There are some memories that seem to hold a special place in her mind, they have anchored more firmly than others. Every visit, she tells me a funny story about her oldest brother trying to flirt with a girl on a bus. Now have I told you this before? she asks, and I shake my head, delighted. She tells it with perfect pacing and style, and a roguish laugh at the end. I could hear it all day.

P. describes a day at her sister’s house when the snow fell in great drifts and covered a tree in the front yard, and how a flock of red birds came and rested on the tree. On every bit of that tree, in amongst all that white, she says, there was a red bird. We are always silent after that story.

Her room feels tucked away from everything, like being inside the smallest matryoshka doll. Large cheerful windows look out over trees and the busy river trail, but I cannot imagine her outside of this environment, where she lies in a hospital bed or a recliner, her feet elevated, tubes resting in her nostrils. She seems caught between so many worlds.

P. is 96. Her husband died years ago. Her parents and siblings have passed on. Her adult children live far away. It is just her, the gentle attendants, the room, the clock with its steady slow tick, the rhythmic gasp of the oxygen machine.

At home, I try looking up the impersonal medical information in her chart to get a sense of how much time she has left, but the answers I really want can’t be found. Google, why do people have to die this way? Google, can you promise she won’t suffer in the end? Google, can I believe in her Heaven if I do not believe in my own?

I struggle with not having some active way of helping. I take a moment to straighten her stuffed bear and pick up some fallen flower petals, but she has enough people who bustle around and don’t have time to sit. I can feel how I want to fill the air with chatter, but she has trouble hearing, it seems like asking her to trudge uphill. I pull over a wooden chair from her tiny kitchen. I send stillness through my body. I listen.

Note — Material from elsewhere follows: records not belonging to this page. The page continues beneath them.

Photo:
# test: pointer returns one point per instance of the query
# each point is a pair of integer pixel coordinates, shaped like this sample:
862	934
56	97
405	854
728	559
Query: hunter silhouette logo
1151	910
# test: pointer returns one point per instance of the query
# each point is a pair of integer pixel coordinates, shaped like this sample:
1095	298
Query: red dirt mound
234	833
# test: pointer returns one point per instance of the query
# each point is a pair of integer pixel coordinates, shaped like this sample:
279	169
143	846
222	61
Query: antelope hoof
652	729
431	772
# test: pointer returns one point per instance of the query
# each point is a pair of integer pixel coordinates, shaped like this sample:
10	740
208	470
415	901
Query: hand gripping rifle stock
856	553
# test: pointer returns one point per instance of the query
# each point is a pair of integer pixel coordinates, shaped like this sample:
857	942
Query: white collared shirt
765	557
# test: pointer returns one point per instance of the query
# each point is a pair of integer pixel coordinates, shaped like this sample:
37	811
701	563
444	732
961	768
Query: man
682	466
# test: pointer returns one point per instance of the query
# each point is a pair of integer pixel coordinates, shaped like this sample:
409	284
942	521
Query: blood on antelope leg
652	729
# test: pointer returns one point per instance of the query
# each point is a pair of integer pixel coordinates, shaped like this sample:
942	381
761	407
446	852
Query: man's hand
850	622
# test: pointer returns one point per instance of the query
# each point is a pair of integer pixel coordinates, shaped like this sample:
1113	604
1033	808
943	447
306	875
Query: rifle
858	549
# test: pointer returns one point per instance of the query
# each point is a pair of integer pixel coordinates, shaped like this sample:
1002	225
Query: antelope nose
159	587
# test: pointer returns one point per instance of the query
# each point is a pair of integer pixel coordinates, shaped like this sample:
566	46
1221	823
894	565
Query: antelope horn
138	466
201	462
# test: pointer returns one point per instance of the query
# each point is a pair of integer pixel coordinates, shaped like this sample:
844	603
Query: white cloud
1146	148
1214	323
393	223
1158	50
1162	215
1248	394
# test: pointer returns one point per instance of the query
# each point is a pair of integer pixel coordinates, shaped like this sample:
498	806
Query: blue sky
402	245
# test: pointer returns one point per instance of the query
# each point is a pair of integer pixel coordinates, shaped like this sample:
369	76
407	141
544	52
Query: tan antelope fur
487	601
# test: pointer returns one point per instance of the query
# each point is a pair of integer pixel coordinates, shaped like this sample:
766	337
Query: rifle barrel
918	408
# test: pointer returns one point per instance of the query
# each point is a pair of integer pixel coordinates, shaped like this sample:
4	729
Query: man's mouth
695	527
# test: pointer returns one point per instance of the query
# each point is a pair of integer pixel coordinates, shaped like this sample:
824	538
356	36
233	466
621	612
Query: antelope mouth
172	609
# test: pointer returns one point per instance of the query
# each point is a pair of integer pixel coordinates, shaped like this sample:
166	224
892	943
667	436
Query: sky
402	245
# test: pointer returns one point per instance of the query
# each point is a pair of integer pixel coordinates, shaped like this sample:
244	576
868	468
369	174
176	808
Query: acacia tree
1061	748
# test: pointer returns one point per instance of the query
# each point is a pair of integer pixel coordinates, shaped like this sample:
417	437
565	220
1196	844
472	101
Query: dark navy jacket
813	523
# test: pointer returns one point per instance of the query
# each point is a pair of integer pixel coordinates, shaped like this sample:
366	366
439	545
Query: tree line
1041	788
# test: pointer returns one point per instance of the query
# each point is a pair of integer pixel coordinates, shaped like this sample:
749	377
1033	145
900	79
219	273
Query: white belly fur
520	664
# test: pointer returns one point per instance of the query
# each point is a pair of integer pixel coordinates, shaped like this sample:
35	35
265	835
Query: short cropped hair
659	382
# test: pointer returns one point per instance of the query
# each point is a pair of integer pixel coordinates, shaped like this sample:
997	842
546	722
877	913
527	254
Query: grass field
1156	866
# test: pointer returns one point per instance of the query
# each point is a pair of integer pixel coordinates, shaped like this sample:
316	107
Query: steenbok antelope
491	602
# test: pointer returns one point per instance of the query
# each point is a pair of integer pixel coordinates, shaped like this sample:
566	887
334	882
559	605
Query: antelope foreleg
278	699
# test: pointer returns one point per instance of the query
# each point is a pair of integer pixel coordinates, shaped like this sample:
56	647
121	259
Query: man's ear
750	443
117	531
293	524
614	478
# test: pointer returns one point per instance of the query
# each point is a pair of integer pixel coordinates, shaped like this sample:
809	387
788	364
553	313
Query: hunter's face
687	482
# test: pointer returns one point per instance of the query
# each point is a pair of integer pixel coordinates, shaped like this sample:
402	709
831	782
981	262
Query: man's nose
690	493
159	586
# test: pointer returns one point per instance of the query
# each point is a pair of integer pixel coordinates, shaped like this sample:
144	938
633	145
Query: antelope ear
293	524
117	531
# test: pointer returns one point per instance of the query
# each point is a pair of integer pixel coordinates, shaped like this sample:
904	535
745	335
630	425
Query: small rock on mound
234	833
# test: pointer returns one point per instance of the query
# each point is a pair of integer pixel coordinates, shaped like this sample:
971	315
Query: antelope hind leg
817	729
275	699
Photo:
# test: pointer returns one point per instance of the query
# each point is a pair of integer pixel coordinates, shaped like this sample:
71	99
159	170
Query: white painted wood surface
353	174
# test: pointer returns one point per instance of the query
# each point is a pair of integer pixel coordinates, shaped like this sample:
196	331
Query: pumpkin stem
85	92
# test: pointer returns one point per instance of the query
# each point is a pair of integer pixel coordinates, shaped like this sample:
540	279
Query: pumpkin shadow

There were eight of us when I was growing up, and we didn’t have much, but we loved music, she says. She tells me how her brother taught himself to play the violin, how her husband played piano while she sang hymns and drew chalk landscapes. There was a dog named Patches and he would sometimes stand on a fencepost, all four feet nestled together. Her mother could sew any pattern by hand, just by looking at a picture of a dress.

Well, life is sure interesting, she says. Her smile has the clear carrying note of a bell, it stays with me long after I leave. I just want to soak it up while I can.

I can see those birds, their scarlet feathers a glorious contrast against the freshly fallen snow.